BioFETs for high-sensitivity molecule detection
Achieving ultrasmall dimensions (13nm fin width and 50nm gate length), and fabricated with a CMOS-compatible process flow in imec’s 300mm cleanroom, imec envisions volume manufacturing and integration into high-throughput, cost-effective detection tools, with 10,000s of these ‘BioFETs’ working in parallel.
With a demonstrated detection limit of tens of molecules today, imec has announced that it is targeting highly accurate BioFETs sensing single DNA molecules. Due to its high integration and low-cost potential, field-effect transistors (FETs) have gained a lot of interest for biosensing applications such as DNA, protein, and virus detection or pH sensing.

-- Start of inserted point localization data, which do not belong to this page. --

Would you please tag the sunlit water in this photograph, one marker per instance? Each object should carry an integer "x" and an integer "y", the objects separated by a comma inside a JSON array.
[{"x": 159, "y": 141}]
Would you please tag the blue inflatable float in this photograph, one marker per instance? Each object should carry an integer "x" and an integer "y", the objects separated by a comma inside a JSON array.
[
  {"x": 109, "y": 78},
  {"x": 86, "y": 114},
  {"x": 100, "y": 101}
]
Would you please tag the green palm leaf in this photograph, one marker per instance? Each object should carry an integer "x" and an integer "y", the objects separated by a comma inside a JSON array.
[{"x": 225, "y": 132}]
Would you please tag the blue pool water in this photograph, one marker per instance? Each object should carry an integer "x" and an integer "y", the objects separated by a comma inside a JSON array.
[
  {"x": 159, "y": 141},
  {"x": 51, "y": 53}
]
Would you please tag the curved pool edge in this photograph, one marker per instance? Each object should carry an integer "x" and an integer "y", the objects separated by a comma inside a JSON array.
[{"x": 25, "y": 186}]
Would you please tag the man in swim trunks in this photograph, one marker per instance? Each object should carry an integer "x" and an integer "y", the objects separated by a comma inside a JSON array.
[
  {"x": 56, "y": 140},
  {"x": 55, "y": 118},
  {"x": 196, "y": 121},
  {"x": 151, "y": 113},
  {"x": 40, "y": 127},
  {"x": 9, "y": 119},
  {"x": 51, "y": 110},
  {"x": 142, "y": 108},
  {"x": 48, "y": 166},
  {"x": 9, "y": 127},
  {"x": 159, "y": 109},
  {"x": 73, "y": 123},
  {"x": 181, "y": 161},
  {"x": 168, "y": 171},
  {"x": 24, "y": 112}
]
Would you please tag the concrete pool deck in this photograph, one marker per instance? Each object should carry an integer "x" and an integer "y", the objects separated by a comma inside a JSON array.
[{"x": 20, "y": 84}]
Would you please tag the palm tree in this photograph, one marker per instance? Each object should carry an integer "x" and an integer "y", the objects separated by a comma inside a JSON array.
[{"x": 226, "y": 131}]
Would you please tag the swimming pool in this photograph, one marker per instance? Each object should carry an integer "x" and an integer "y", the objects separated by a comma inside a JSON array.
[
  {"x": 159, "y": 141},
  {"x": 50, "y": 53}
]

When biomolecules bind to the chemically modified dielectric surface of the gate, its threshold voltage changes, resulting in a measurable signal. Despite continuous research progress in this field, BioFET devices have not yet delivered all their potential into successful products. Imec has explored how an advanced generation of CMOS FET devices, so called finFETs with three-dimensional short length gates can improve the sensitivity of BioFETs and open new applications.
These finFETS have advantages in view of high integration and parallelisation but very little was understood about their potential as a BioFET.
With its bio finFET devices with lengths down to 50 nanometers, imec has demonstrated a robust signal for DNA hybridisation and the detection of tens of DNA molecules on the surface of nano-scale finFETs. Based on experiments and simulation, imec predicts single-molecule detection with a signal to noise ratio (SNR) > 5 to be possible with sub-70 nm finFETs.
Peter Peumans, CTO Health Technologies at imec, said: “By virtue of our insatiable hunger for ever faster computation and data access, the semiconductor industry has gotten to a point where we can now integrate a very large number of nanoscale devices into incredibly complex systems and this on just a few square millimetres of silicon using mass manufacturing approaches that achieve nearly atomic precision.
“We are leveraging these capabilities not only to build better computers or communication devices, but to enable chip-based tools for the life sciences that are game-changing in their ability to reveal details about biology that were hitherto inaccessible.”